Nach dem ich noch ein letztes mal den Luxus eines Bades und einer Küche genießen konnte, verabschiedete ich mich von Steve und den anderen und fuhr los.
Seit Tagen bin ich am grübeln, ob es sinnvoller ist, die Bergkette von Norden nach Süden oder umgekehrt zu befahren.

Um wieder langsam rein zukommen beschloss ich die Straße nach Norden zu nehmen um dann dort auf die Berge zu fahren. Unterwegs dorthin habe ich bei "Fairy Glens" halt gemacht. Eine wunderschöne Landschaft, bei der man durchaus annehmen könnte, dass sie Feen beherbergt =)

Im Norden angekommen bot sich mir eine sagenhafte Kulisse. Aber seht selbst:

Nach einem Burger an einer Snackbox machte ich mich auf den Weg zu meinem ersten Gipfel auf ca. 380m. Die Aussicht ist Atemberaubend. Und das meine ich auch wörtlich. Ich dachte immer ich sei ganz gut schwindelfrei. Aber als ich mich an einem kleinen Vorsprung mit locker zwei Meter Abstand zur Klippe hinsetzte, dauerte es keine 5 Minuten bis mir doch langsam der Stift ging. Es gab definitiv genug Sicherheit. Mein Kopf sah das bei dem Ausblick aber irgendwie anders =)

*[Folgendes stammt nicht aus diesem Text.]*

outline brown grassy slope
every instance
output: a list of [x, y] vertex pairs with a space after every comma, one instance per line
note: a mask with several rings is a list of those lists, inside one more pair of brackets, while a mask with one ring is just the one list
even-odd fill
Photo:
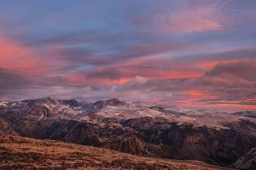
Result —
[[0, 170], [215, 170], [50, 140], [0, 135]]

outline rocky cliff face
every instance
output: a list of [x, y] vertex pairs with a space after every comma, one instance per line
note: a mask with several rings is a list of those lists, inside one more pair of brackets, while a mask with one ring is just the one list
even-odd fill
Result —
[[1, 119], [0, 119], [0, 135], [20, 136], [14, 131], [11, 125]]
[[238, 159], [231, 167], [244, 170], [256, 170], [256, 147]]
[[1, 103], [0, 118], [24, 136], [225, 166], [256, 147], [256, 119], [218, 110], [117, 99]]
[[145, 156], [200, 160], [229, 165], [254, 146], [256, 138], [243, 120], [226, 129], [179, 125], [162, 118], [118, 123], [70, 121], [49, 139]]

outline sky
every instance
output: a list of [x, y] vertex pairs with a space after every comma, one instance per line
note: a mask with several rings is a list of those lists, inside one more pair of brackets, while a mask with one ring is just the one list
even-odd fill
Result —
[[0, 26], [0, 101], [256, 110], [255, 0], [2, 0]]

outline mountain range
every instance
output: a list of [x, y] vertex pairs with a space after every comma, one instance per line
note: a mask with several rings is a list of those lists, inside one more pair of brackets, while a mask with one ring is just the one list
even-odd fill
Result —
[[0, 102], [0, 134], [256, 169], [256, 112], [118, 99]]

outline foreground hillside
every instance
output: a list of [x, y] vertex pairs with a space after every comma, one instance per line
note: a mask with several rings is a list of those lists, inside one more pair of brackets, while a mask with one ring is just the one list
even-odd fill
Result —
[[0, 135], [1, 170], [232, 170], [50, 140]]
[[253, 112], [230, 114], [118, 99], [90, 103], [45, 98], [1, 103], [1, 134], [253, 168], [248, 156], [238, 161], [256, 147]]

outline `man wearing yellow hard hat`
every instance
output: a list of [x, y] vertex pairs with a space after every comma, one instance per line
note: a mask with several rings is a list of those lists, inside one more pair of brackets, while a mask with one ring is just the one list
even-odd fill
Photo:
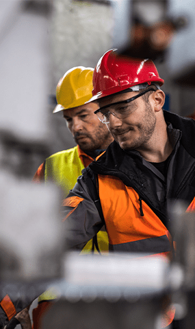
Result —
[[[88, 102], [92, 98], [93, 71], [90, 67], [73, 67], [60, 80], [56, 89], [57, 105], [53, 113], [63, 113], [77, 146], [49, 157], [34, 177], [34, 182], [53, 181], [61, 188], [62, 198], [73, 188], [81, 170], [113, 141], [107, 128], [94, 114], [98, 105]], [[99, 251], [106, 253], [107, 250], [107, 236], [103, 230], [88, 242], [82, 253]], [[33, 310], [34, 329], [41, 328], [42, 315], [49, 310], [51, 301], [56, 297], [51, 291], [40, 296], [38, 307]]]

Der Abstieg in Richtung des nächsten Gipfels sollte dann eigentlich mit dem Bike gefahren werden. Ich hab zwar auf der Karte einen Weg, aber in der Realität war davon nix zu sehen. Ich versuchte es dennoch und scheiterte am sumpfigen Bodengrund. Dies hinderte mich nicht nur am Fahren, sondern auch am finden eines Zeltplatzes für die Nacht.
Ich kann mir vorstellen, dass der Weg zugewachsen ist und im Mai noch nicht genug Wanderer wieder den Weg kenntlich getrampelt haben. Ich versuche mein Glück um Pfützen drumherum zu kommen, gebe diesen Versuch aber auch wieder recht schnell auf. Es besteht hier alles aus Pfützen. Spannenderweise ist es auch egal, wo ich entlang gehe. Selbst 50m vom in der Karte angezeigten Weg entfernt, sehe ich hier und da Fußspuren. Auch Radspuren von vermutlich Mountainbikes verteilen sich auf einem großen Abstand. Ich scheine also einer von vielen zu sein, die den Weg hier nicht finden können.

Es ist ca. 19 Uhr und nach vielem Suchen finde ich auf dem letzten drittel hoch zum nächsten Gipfel ein halbwegs brauchbares Areal von wenigen Quadratmetern, auf dem ich dann mein Zelt aufschlage. Soweit oben habe ich den vollen Blick über das Meer.

Die Sonne wird dunkler aber verschwindet nicht wirklich. Selbst um 23 Uhr, als man die Sonne hinter den Wolken nicht mehr sieht, ist es noch sehr hell. Eigentlich bleibt es auch nur für sehr wenige Stunden in der Nacht tatsächlich dunkel.